Валиде не выдержала. Позвала к себе Хуррем, спросила, слышала ли она, что учинили на ее земле татары.
— А ваше величество слышали, что московский Великий князь завоевал Казанское царство и стал называться царем? — дерзко спросила Роксолана.
— Ты радуешься?
— Сообщаю вам, моя валиде, так же, как вы сообщили мне о разорении моей несчастной земли.
Кроме ума и дерзости гяурка обладала еще непостижимой хитростью и даром предвидения. Это она разгадала затаенную мысль валиде о возвеличении Ибрагима до сана великого визиря и женитьбе на Хатидже и первая сказала об этом султану. Хотя и знала, что валиде в любое мгновение может уничтожить ее, раскрыв падишаху тайну появления гяурки в его священном гареме, но не боялась ничего! Да и султан, когда его мать однажды намекнула, что могла бы раскрыть ему глаза на происхождение одного слишком дорого для него человека, небрежно отмахнулся и не захотел слушать. Предпочитал жить с закрытыми глазами, слепым, незрячим! Какой позор!
Несколько дней валиде с невероятной осторожностью выведывала через кизляр-агу, кто может быть верным, на кого можно положиться, в чьем сердце пылает чистейший огонь веры и борьбы за веру.

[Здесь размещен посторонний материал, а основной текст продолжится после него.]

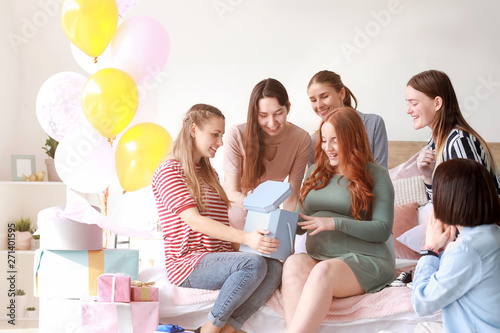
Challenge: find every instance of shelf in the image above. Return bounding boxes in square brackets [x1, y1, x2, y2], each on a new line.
[0, 250, 35, 254]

Призвала к себе великого зодчего Коджа Синана, долго и подробно излагала ему свое намерение соорудить в Ускюдари большую джамию своего имени, терпеливо слушала мудрого зодчего, пыталась вообразить себе, как растет ее мечеть — кирпич за кирпичом, камень за камнем, колонна за колонной, надпись за надписью. Все, что делается на века, требует терпения, упорства, времени. Она не жалела времени ни на что. С детства привыкла держать себя в шорах, и как ни рвались из нее необузданные страсти, наследованные от целых поколений диких предков, жестоко загоняла их назад, и лишь черные, запекшиеся губы выдавали ее, выказывали, какие ужасающие пожары полыхают в ней.
Роксолана гостила у падишаха целых два месяца. Принимала вместе с султаном послов. Ездила на охоту. Для этого пришлось учиться держаться на коне, и ей выделили султанского конюха Рустема, который с понурой вежливостью обучал этому искусству сановную всадницу. В те ночи над шумливой Мерич, среди пущ Румелии, под облаками, приплывшими, может, из-за Дуная, зачат был третий сын Роксоланы, которому предназначено было стать ее наибольшей любовью, наибольшей болью, ее смертью.

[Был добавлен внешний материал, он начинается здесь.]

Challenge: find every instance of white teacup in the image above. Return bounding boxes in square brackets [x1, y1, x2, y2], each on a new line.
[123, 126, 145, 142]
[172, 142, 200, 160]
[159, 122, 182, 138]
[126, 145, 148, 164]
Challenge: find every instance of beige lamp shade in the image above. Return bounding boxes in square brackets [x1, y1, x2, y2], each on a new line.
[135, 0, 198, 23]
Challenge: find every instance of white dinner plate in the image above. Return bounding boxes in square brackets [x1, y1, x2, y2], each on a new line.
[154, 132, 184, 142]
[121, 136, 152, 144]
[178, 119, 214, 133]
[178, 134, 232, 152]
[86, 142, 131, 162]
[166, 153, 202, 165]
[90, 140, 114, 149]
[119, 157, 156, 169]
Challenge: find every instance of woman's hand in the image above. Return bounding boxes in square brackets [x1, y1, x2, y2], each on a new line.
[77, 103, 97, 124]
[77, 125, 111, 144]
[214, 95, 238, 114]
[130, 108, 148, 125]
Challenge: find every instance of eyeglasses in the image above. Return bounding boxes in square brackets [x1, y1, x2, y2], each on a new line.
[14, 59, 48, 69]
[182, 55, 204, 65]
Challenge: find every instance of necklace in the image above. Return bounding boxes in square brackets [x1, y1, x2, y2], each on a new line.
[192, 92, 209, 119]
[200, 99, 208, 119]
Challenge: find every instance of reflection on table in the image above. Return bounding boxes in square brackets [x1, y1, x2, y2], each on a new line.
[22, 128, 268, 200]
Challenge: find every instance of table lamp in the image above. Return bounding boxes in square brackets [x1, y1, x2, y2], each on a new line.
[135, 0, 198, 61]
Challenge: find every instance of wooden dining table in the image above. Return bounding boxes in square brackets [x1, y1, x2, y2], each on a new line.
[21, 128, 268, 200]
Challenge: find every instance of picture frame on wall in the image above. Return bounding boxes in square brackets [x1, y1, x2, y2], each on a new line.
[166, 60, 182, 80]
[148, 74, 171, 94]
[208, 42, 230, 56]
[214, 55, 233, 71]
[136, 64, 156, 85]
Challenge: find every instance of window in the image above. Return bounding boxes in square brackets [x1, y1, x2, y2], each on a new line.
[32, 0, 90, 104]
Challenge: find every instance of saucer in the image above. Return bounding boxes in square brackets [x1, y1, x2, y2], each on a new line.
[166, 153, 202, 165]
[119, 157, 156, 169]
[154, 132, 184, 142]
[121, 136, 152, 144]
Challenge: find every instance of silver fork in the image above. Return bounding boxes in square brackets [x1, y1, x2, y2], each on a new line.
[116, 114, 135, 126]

Когда же прискакали гонцы в столицу и сообщили, что царственная султанша с августейшими детьми вознамерилась вернуться в священную неприступность Баб-ус-сааде, султанская мать велела кизляр-аге собрать ночью самых доверенных. Птичка летела в сеть. Оторванная от султана, теряла свою силу. Сулейман, не имея возле себя своей чаровницы, вынужден будет согласиться на все условия.

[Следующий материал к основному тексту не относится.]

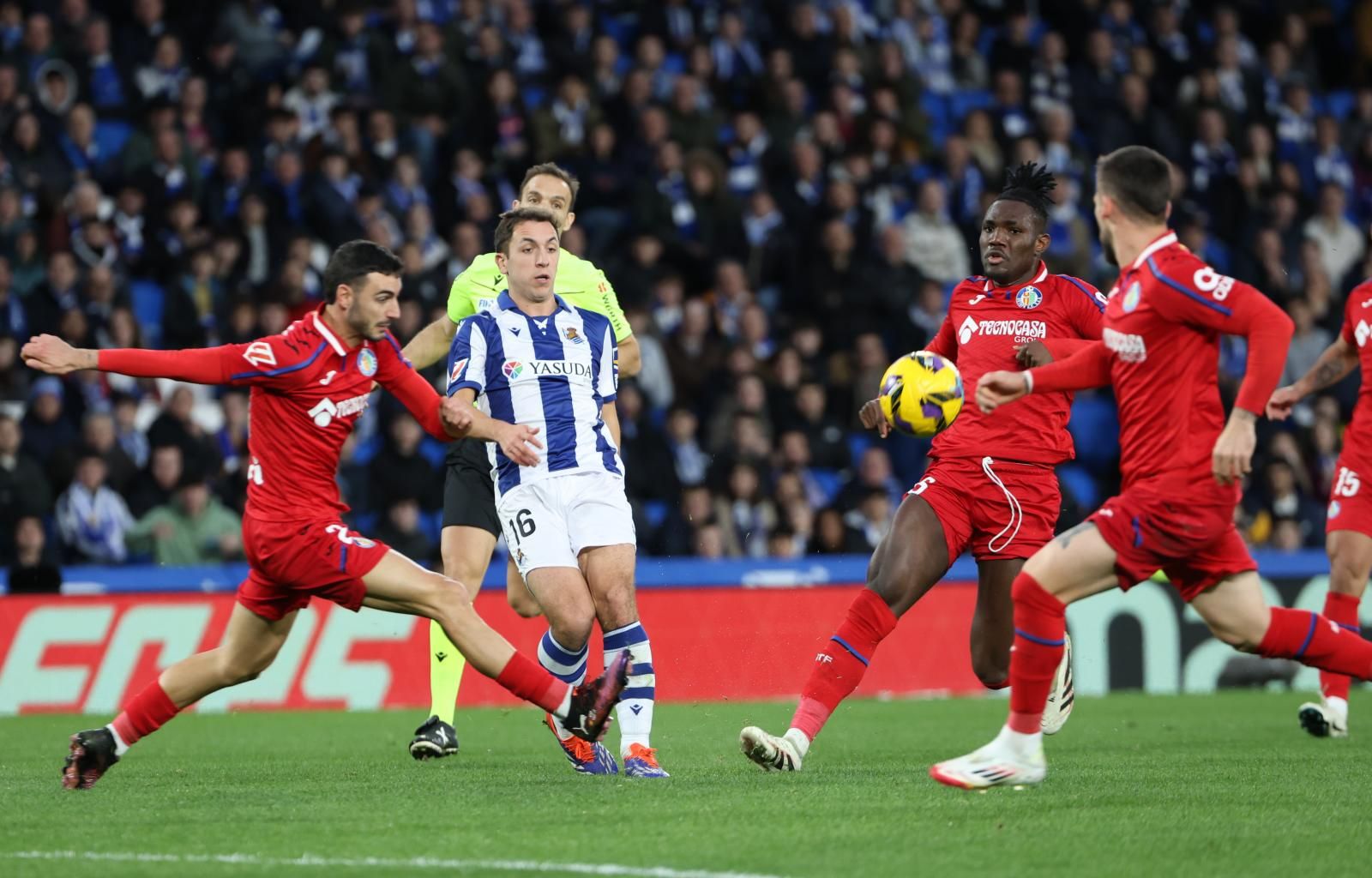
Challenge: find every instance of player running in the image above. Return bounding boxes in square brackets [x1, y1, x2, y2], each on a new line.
[1267, 273, 1372, 738]
[405, 162, 640, 759]
[739, 165, 1104, 771]
[448, 207, 667, 778]
[22, 242, 627, 789]
[929, 147, 1372, 789]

Сходились в покое самого кизляр-аги. Пренебрегли строжайшими предписаниями. Нарушили священную неприкосновенность гарема. Грубые мужчины, привнося с собой смрад немытого тела, горьких дымов, ненастья, топтали толстые ковры, по которым ступали только узкие белые ноги красавиц, ведомых в султанскую опочивальню. Но когда же то было? Давно уже не водили в ложницу падишаха робких молоденьких рабынь, давно не ступали по этим коврам покорные босые ножки, ходила только ненавистная гяурка, злая чаровница, коварная чужеземка, от которой надо было спасти не только султана, но и все царство.
Спасители пришли темной ночью, затаенно, тихо, неуклюже протискивались в покой кизляр-аги, усаживались на красных коврах, подкладывали под бока кожаные и парчовые подушки — миндеры, брали грубыми руками драгоценные чаши с шербетом, подаваемые евнухами. Тут были муллы от великого муфтия, кадии от главного кадия Стамбула, янычарские аги суровые воины, янычары золотого обруча, вознесенные еще султаном Селимом, который был истинным отцом этого непобедимого войска и вел его от победы к победе рукой строгой, но умелой и заботливой. На своих войлочных шапках аги носили целые снопы разноцветных перьев, чем старше и заслуженнее ага, тем больший сноп пышных перьев украшал его шапку, так что перья уже и не держались вместе, их приходилось чем-то связывать. Султан Селим первым догадался дарить для этого янычарам золотые обручи. Так появились янычары золотого обруча, нескольким агам были подарены по два, а двое из них удостоились даже трех золотых обручей, но те воины были уже так стары и так иссечены в битвах, что умерли вслед за грозным султаном, и теперь здесь, у кизляр-аги, наивысшими были аги двух золотых обручей. Не от Сулеймана, нет!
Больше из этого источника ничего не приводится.